# Loose nuts?????



## dandywarhol (Nov 14, 2010)

Maybe it's because my Clubman had done 85,000 miles (I've come to the conclusion they were careful miles having had a long chat with the first owner) but the rattles and squeaks really annoy me! 

I've posted before about fitting draught foam on the cupboard doors, blinds etc, and just made and fitted extra brackets to the furniture tower above the fridge - the whole plot was moving approx 4mm from the side wall! Now things are tolerably (for me) quiet.

I was giving the underside a check over tonight for an impending MOT (probably need to replace the anti roll bar brackets) and I thought I'd check the various habitation bolts and nuts for tightness..............................................every one took between 3/4 of a turn to 1.5 turns on the threads! 8O - especially the ones at the very back holding the floor to the chassis.
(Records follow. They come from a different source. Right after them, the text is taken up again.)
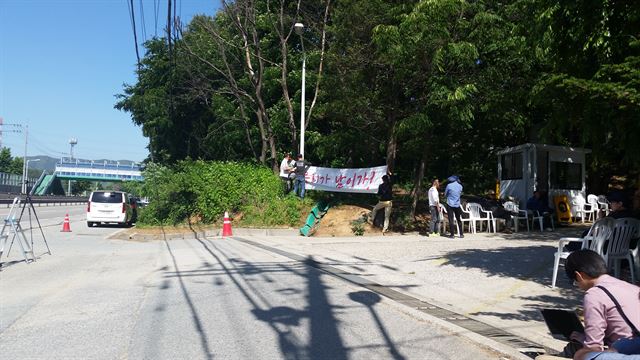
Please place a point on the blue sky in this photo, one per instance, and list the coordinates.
(62, 62)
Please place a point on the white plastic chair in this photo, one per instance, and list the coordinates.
(468, 219)
(480, 215)
(603, 204)
(600, 231)
(443, 213)
(516, 214)
(582, 208)
(618, 248)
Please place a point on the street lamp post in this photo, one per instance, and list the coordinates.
(26, 172)
(299, 27)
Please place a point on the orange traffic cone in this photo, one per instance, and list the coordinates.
(226, 227)
(65, 224)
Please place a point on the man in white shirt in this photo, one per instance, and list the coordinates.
(286, 166)
(434, 206)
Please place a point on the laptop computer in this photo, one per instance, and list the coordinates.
(562, 323)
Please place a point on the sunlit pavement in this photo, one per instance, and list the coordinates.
(99, 298)
(499, 279)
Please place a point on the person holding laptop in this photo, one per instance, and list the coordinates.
(611, 310)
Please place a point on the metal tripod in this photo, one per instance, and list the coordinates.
(12, 226)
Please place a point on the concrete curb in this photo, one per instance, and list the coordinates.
(483, 341)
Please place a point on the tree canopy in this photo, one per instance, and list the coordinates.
(429, 87)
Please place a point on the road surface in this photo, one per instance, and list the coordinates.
(96, 298)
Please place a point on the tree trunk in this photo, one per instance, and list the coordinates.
(392, 146)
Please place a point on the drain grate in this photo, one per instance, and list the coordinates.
(524, 346)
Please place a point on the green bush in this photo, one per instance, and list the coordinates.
(200, 191)
(357, 226)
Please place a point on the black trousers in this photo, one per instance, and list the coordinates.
(457, 212)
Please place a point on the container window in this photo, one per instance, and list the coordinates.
(511, 166)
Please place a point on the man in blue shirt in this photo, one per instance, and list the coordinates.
(452, 192)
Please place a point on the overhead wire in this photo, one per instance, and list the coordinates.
(144, 25)
(132, 17)
(156, 11)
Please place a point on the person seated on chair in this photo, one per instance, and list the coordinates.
(604, 321)
(538, 205)
(618, 200)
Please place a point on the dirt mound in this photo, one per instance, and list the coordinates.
(337, 221)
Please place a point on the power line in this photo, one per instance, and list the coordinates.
(132, 16)
(144, 25)
(156, 11)
(169, 25)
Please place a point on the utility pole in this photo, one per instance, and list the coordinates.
(72, 142)
(24, 160)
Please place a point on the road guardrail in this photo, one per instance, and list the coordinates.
(46, 200)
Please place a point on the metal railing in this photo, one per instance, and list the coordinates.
(7, 199)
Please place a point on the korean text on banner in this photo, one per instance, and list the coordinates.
(363, 180)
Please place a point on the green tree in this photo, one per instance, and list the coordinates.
(590, 91)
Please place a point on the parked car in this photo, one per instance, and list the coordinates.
(109, 207)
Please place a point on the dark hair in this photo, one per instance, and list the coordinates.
(586, 261)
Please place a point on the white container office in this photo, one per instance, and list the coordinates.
(553, 170)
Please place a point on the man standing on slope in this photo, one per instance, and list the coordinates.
(452, 193)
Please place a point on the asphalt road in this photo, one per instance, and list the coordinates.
(96, 298)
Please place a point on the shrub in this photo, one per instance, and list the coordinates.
(357, 226)
(203, 191)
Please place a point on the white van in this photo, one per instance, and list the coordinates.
(109, 207)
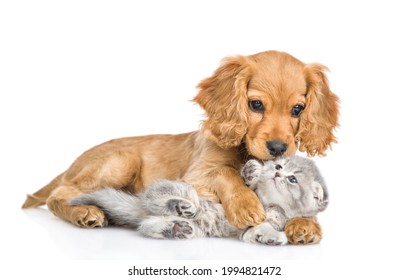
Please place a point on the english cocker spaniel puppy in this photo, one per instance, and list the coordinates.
(260, 106)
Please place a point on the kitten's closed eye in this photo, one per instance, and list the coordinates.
(292, 179)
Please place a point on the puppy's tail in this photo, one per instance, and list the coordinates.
(40, 197)
(120, 208)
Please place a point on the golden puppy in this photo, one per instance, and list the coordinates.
(264, 106)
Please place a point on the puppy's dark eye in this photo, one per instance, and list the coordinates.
(292, 180)
(256, 106)
(297, 110)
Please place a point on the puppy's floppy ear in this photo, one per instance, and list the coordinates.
(223, 97)
(320, 116)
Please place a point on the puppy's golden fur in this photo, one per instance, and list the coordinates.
(209, 158)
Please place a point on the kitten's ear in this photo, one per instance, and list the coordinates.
(321, 196)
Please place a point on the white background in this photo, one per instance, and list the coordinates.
(74, 74)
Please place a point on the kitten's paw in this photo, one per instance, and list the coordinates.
(88, 216)
(265, 234)
(179, 230)
(269, 238)
(251, 172)
(303, 231)
(182, 208)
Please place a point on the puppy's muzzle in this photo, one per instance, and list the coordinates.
(276, 148)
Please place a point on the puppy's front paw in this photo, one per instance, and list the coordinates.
(303, 231)
(244, 209)
(179, 230)
(182, 208)
(251, 171)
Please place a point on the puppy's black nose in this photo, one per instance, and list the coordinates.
(276, 148)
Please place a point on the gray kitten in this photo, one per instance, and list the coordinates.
(288, 187)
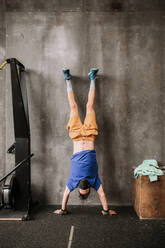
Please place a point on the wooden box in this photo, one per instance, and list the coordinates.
(149, 197)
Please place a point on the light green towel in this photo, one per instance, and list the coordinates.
(149, 168)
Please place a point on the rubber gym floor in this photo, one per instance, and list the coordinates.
(89, 229)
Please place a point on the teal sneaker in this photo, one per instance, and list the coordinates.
(93, 73)
(67, 75)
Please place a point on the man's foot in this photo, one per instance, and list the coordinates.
(67, 75)
(93, 72)
(61, 212)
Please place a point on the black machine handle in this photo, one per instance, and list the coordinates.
(16, 167)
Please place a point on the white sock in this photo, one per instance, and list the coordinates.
(69, 85)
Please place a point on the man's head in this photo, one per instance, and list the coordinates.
(84, 189)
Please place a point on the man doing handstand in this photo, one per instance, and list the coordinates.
(84, 167)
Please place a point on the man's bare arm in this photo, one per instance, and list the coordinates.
(103, 200)
(64, 200)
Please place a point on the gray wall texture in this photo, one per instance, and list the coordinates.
(128, 46)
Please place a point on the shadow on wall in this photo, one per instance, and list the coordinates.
(106, 142)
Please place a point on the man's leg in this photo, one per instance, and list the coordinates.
(71, 99)
(91, 95)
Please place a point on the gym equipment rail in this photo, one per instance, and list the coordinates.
(15, 188)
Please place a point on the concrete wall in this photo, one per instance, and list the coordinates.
(128, 47)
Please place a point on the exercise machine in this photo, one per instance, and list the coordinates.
(15, 186)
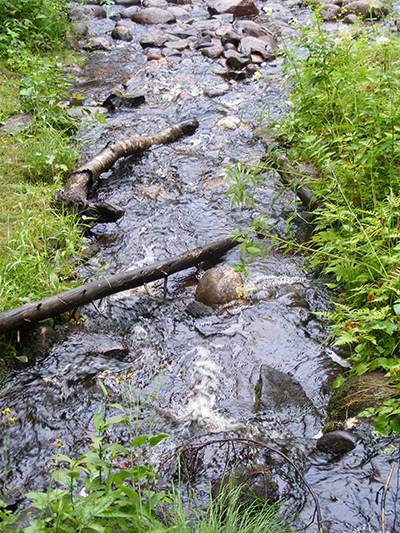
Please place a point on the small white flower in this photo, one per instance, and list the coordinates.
(256, 76)
(381, 41)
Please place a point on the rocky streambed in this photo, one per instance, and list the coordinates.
(250, 368)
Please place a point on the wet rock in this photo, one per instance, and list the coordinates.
(251, 29)
(235, 60)
(154, 57)
(203, 42)
(155, 3)
(239, 8)
(127, 23)
(129, 12)
(255, 483)
(251, 45)
(154, 41)
(118, 99)
(37, 341)
(121, 33)
(199, 310)
(213, 52)
(330, 12)
(218, 286)
(153, 15)
(81, 29)
(98, 43)
(87, 12)
(280, 12)
(358, 393)
(336, 443)
(127, 2)
(16, 123)
(229, 123)
(228, 35)
(219, 90)
(284, 403)
(72, 42)
(366, 10)
(180, 44)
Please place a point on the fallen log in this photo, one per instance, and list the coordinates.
(293, 177)
(74, 197)
(27, 314)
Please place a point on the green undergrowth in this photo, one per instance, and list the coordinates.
(112, 487)
(38, 243)
(345, 119)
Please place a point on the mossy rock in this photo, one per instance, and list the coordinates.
(219, 285)
(358, 393)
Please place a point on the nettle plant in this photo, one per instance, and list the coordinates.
(345, 119)
(106, 489)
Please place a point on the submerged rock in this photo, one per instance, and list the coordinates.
(336, 442)
(255, 482)
(218, 286)
(153, 15)
(284, 404)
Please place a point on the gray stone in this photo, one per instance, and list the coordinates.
(98, 43)
(336, 442)
(180, 44)
(366, 10)
(153, 15)
(81, 29)
(249, 45)
(121, 33)
(129, 12)
(239, 8)
(127, 2)
(213, 52)
(154, 40)
(87, 12)
(127, 23)
(284, 404)
(235, 60)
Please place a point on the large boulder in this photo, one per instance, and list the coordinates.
(153, 15)
(239, 8)
(218, 286)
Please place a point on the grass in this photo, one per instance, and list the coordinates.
(345, 119)
(39, 245)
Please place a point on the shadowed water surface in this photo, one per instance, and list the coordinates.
(202, 370)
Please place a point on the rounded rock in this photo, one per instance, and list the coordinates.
(218, 286)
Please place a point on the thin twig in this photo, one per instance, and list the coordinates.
(384, 498)
(197, 447)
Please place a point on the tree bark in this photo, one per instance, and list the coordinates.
(75, 194)
(294, 177)
(31, 313)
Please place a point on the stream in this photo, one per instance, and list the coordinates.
(202, 369)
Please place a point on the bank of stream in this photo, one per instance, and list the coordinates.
(202, 369)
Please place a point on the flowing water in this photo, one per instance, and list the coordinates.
(203, 371)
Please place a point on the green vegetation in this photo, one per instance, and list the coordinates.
(112, 488)
(345, 119)
(37, 243)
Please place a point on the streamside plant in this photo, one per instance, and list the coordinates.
(345, 119)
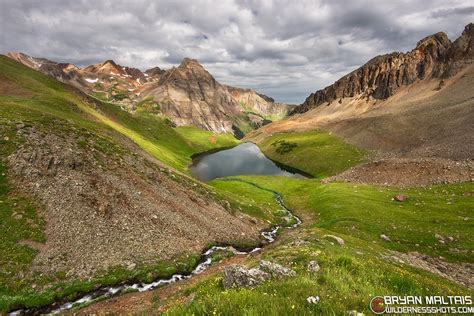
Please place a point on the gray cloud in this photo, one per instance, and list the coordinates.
(282, 48)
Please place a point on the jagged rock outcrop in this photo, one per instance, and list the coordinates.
(434, 57)
(187, 94)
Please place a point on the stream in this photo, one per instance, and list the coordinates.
(205, 262)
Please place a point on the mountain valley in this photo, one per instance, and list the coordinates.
(96, 190)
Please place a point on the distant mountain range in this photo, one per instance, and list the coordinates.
(412, 105)
(187, 94)
(434, 57)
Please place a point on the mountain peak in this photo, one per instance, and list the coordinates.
(190, 63)
(109, 62)
(439, 39)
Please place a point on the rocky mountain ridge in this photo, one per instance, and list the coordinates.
(187, 94)
(434, 57)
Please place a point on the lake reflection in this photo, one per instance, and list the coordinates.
(244, 159)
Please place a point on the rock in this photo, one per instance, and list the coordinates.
(434, 57)
(336, 239)
(400, 197)
(276, 270)
(190, 299)
(313, 299)
(131, 266)
(313, 266)
(238, 276)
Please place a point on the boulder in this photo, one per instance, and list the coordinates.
(400, 197)
(238, 276)
(313, 266)
(275, 270)
(335, 239)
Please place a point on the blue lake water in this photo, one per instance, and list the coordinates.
(244, 159)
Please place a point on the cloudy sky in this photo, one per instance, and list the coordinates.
(285, 49)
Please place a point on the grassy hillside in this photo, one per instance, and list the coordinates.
(351, 274)
(31, 99)
(318, 153)
(366, 265)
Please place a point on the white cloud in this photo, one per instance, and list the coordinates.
(285, 49)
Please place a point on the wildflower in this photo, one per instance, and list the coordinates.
(313, 299)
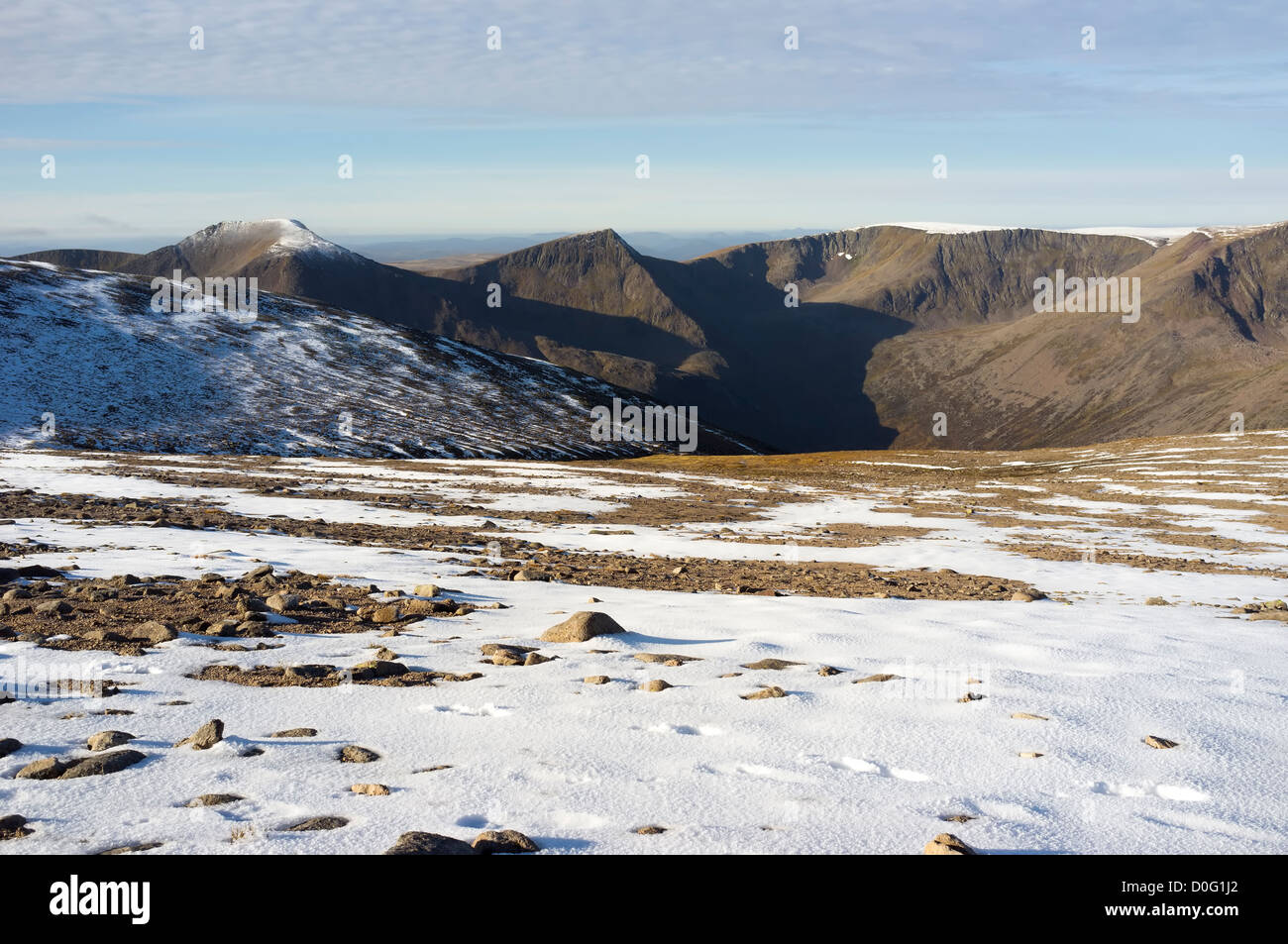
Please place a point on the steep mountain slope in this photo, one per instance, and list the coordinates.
(1211, 342)
(297, 378)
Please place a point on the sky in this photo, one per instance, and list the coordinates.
(154, 140)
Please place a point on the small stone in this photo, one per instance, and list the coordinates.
(352, 754)
(279, 603)
(429, 844)
(772, 665)
(155, 633)
(316, 823)
(205, 737)
(389, 613)
(378, 669)
(947, 844)
(13, 827)
(503, 842)
(104, 739)
(214, 800)
(43, 769)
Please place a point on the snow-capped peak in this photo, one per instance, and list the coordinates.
(270, 236)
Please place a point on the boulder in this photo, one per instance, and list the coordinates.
(104, 739)
(429, 844)
(583, 626)
(205, 737)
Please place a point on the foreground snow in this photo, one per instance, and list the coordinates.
(831, 768)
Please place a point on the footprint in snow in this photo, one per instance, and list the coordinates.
(863, 767)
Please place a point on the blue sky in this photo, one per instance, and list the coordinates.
(156, 140)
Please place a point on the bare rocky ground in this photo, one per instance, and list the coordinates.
(498, 572)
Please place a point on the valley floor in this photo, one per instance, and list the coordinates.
(1035, 617)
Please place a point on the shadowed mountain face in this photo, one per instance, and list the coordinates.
(894, 325)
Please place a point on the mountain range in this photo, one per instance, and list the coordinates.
(89, 364)
(896, 325)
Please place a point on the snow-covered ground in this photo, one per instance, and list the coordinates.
(833, 767)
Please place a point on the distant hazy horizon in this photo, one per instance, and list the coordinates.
(154, 140)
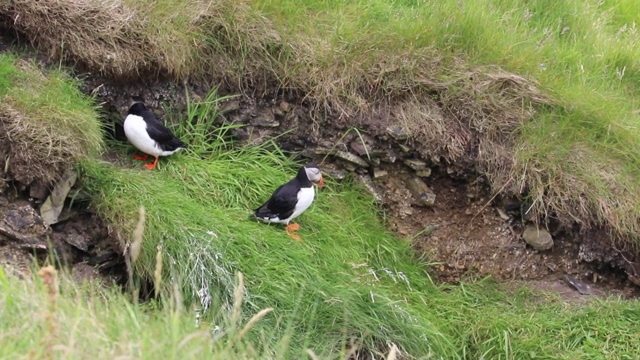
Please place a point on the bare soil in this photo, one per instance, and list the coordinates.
(462, 234)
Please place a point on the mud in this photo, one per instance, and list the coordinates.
(463, 233)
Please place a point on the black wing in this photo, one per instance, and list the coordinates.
(158, 132)
(281, 204)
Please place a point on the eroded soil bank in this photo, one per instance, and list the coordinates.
(447, 211)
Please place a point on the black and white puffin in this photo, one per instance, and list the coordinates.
(148, 134)
(290, 200)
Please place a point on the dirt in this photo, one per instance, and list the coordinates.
(467, 238)
(463, 233)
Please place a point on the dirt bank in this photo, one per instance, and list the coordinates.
(446, 210)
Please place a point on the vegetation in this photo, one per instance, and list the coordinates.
(350, 286)
(45, 121)
(548, 91)
(557, 118)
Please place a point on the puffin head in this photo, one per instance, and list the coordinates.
(314, 174)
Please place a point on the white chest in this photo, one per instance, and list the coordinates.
(305, 198)
(135, 128)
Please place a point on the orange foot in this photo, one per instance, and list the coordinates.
(293, 227)
(152, 165)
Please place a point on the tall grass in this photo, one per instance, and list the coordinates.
(349, 280)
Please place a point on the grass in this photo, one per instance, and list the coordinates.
(349, 283)
(541, 96)
(46, 122)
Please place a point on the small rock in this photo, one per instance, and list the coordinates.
(323, 151)
(38, 190)
(338, 175)
(52, 207)
(582, 288)
(346, 165)
(379, 174)
(378, 154)
(78, 241)
(285, 106)
(277, 112)
(422, 194)
(158, 112)
(265, 119)
(359, 148)
(369, 185)
(397, 132)
(538, 238)
(373, 161)
(389, 159)
(426, 172)
(354, 159)
(416, 164)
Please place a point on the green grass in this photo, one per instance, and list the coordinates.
(46, 120)
(349, 280)
(565, 131)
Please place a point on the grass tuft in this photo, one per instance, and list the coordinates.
(46, 123)
(524, 91)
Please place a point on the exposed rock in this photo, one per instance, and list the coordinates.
(379, 174)
(229, 106)
(538, 238)
(285, 106)
(426, 172)
(52, 207)
(15, 261)
(369, 185)
(330, 171)
(38, 190)
(398, 132)
(390, 158)
(346, 165)
(265, 119)
(22, 224)
(349, 157)
(373, 161)
(582, 288)
(422, 194)
(359, 148)
(416, 164)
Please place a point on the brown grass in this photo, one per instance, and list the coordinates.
(124, 39)
(469, 116)
(41, 139)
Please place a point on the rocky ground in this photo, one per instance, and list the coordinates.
(448, 213)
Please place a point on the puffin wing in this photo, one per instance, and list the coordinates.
(281, 204)
(156, 130)
(160, 134)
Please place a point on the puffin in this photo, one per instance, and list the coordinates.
(148, 134)
(291, 199)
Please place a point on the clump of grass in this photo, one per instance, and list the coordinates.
(505, 87)
(349, 288)
(46, 123)
(102, 323)
(144, 38)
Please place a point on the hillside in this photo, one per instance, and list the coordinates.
(532, 102)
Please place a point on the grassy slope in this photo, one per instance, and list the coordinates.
(578, 158)
(321, 291)
(46, 120)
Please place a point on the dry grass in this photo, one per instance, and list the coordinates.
(424, 64)
(124, 38)
(45, 122)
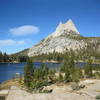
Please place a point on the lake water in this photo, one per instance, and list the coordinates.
(8, 71)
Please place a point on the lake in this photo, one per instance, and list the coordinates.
(9, 70)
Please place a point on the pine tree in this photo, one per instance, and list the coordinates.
(28, 74)
(88, 69)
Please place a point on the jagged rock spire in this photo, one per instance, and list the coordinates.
(71, 26)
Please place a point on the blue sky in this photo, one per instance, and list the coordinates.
(24, 23)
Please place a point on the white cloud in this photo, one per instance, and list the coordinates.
(11, 42)
(24, 30)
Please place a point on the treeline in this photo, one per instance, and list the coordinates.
(4, 57)
(37, 78)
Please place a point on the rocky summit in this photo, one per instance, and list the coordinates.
(65, 37)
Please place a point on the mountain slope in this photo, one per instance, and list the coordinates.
(64, 37)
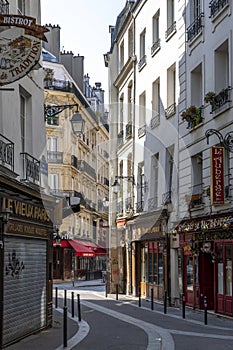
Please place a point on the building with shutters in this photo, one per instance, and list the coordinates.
(77, 165)
(25, 239)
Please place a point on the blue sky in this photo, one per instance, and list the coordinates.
(85, 30)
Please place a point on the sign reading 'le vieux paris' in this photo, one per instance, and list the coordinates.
(20, 46)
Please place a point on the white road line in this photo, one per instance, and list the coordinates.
(158, 338)
(79, 336)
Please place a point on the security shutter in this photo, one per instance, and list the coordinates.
(24, 307)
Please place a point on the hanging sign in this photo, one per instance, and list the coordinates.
(20, 46)
(217, 175)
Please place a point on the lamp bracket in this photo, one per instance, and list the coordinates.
(51, 111)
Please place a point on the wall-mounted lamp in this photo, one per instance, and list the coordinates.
(116, 185)
(226, 141)
(53, 110)
(77, 124)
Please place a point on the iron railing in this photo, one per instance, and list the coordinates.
(30, 168)
(216, 6)
(6, 152)
(195, 28)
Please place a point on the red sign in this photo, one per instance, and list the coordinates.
(217, 175)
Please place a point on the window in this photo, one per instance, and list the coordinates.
(171, 24)
(21, 7)
(122, 55)
(142, 61)
(171, 91)
(23, 123)
(196, 86)
(155, 33)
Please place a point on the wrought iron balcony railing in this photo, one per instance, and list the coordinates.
(6, 152)
(4, 7)
(216, 6)
(195, 28)
(55, 157)
(30, 168)
(170, 111)
(142, 62)
(85, 167)
(155, 47)
(170, 30)
(153, 203)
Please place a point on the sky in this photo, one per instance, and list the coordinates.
(85, 30)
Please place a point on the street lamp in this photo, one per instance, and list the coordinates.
(226, 141)
(77, 124)
(116, 185)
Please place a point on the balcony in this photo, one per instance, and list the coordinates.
(170, 30)
(216, 7)
(6, 153)
(155, 47)
(195, 28)
(155, 121)
(142, 131)
(120, 138)
(128, 130)
(167, 198)
(55, 157)
(142, 62)
(139, 206)
(170, 111)
(30, 168)
(85, 167)
(4, 7)
(153, 203)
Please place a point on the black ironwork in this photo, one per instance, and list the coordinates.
(6, 152)
(170, 30)
(52, 110)
(216, 6)
(226, 141)
(195, 28)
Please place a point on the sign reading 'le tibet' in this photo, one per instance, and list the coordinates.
(20, 46)
(217, 175)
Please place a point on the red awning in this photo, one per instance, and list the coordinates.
(81, 249)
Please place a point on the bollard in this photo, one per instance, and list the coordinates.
(56, 293)
(165, 302)
(205, 310)
(152, 298)
(139, 296)
(72, 303)
(116, 291)
(65, 297)
(183, 305)
(65, 326)
(79, 308)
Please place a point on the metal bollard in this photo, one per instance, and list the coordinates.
(56, 293)
(183, 305)
(165, 302)
(152, 298)
(116, 291)
(79, 308)
(65, 299)
(72, 303)
(65, 326)
(205, 310)
(139, 296)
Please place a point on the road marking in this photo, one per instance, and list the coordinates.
(158, 338)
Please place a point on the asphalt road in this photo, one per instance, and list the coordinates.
(122, 325)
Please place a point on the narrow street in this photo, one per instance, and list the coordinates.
(122, 324)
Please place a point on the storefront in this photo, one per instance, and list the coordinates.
(26, 262)
(205, 261)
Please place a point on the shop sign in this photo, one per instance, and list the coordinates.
(217, 189)
(20, 46)
(26, 210)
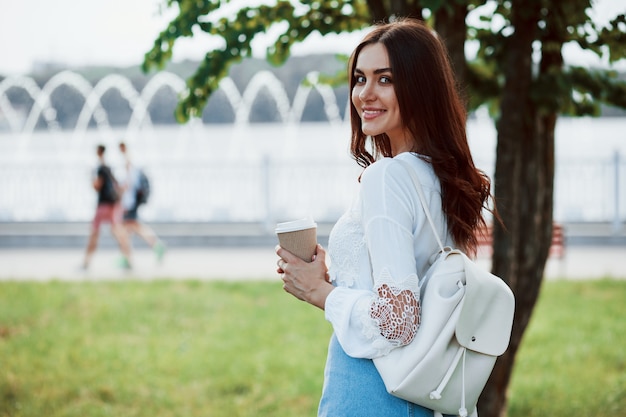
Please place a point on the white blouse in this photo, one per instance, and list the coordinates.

Even the 10mm diameter bolts joining the aluminium extensions bolted to the chassis beams took a tighten!

On the way home tonight along Edinburgh's pothole/broken tar "roads" the ol' van was a pleasure - no more "kerrrunk" 

I'm assuming that as the miles rack up and the potholes/speedbumps mount up there's more chance things loosen off but I've never had it before on a car or panel van! :? 

Maybe a thought to those of you with a monocoque - have a shufty underneath if your van's covered a few miles :wink:


----------